Der Auslegungsentscheidung der BaFin zufolge sind grundsätzlich latente Steuern ausschließlich beim Organträger anzusetzen. In Ausnahmefällen können latente Steuern auch bei einer Organgesellschaft angesetzt werden, sofern die latenten Steuerverpflichtungen bzw. -ansprüche über eine systematische und konsistent anzuwendende Methode vom Organträger auf die Organgesellschaft übertragen werden. Insofern stellt die BaFin hiermit klar, dass nicht zwingend ein Umlagevertrag erforderlich ist, um latente Steuern auch bei den Organgesellschaften anzusetzen.

Allerdings bleiben die Anforderungen hinsichtlich des Nachweises der Werthaltigkeit bestehen. Daher ist ein Ansatz von latenten Steuerguthaben nur dann zulässig, wenn die Anforderungen an deren Werthaltigkeit gemäß Artikel 15 (3) Delegierte Verordnung (EU) 2015/35 erfüllt werden. Die Prüfung der Werthaltigkeit hat dabei grundsätzlich auf Ebene des Organträgers zu erfolgen, wobei das gesamte zu versteuernde Einkommen des Organkreises einzubeziehen ist (vgl. IAS 12.45). Werden jedoch latente Steuern auf Ebene der Organgesellschaften angesetzt, stellt die BaFin klar, dass auch die Prüfung der Werthaltigkeit auf Ebene der jeweiligen Organgesellschaft zu erfolgen hat.

Verlustausgleichende Wirkung im SCR

Bei der Berechnung der Solvabilitätskapitalanforderungen (SCR) mit der Standformel haben latente Steuern zudem eine verlustmindernde Wirkung (vgl. Art. 103 (c) und Art. 108 Solvency II-Richtlinie 2009/138/EG, Art. 83, 205 bis 207 Delegierte Verordnung (EU) 2015/35).

Wie auch beim Ansatz in der Solvabilitätsübersicht, ist diese verlustmindernde Wirkung im Falle eines Gewinn- und Verlustabführungsvertrages grundsätzlich auf Ebene des Organträgers anzusetzen.
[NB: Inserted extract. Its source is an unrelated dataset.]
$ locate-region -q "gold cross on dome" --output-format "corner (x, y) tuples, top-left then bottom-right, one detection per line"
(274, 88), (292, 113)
Jedoch darf – anders als beim bilanziellen Ansatz – der Organträger nur solche Verluste zurechnen, die durch ihn selber in einer „Stand-Alone-Sicht“ erwirtschaftet wurden. Übertragene Verluste der Organgesellschaften dürfen hingegen nicht mindernd erfasst werden, sofern auf diese bereits auf Ebene der Organgesellschaft eine verlustausgleichende Wirkung latenter Steuern geltend gemacht wurde. Wie bei der Prüfung der Werthaltigkeit aktiver latenter Steuern, ist bei der Werthaltigkeitsprüfung der verlustausgleichenden Wirkung das gesamte zu versteuernde Einkommen des Organkreises heranzuziehen (vgl. Leitlinie 9 Rn. 1.33 EIOPA-BoS-14/177 DE).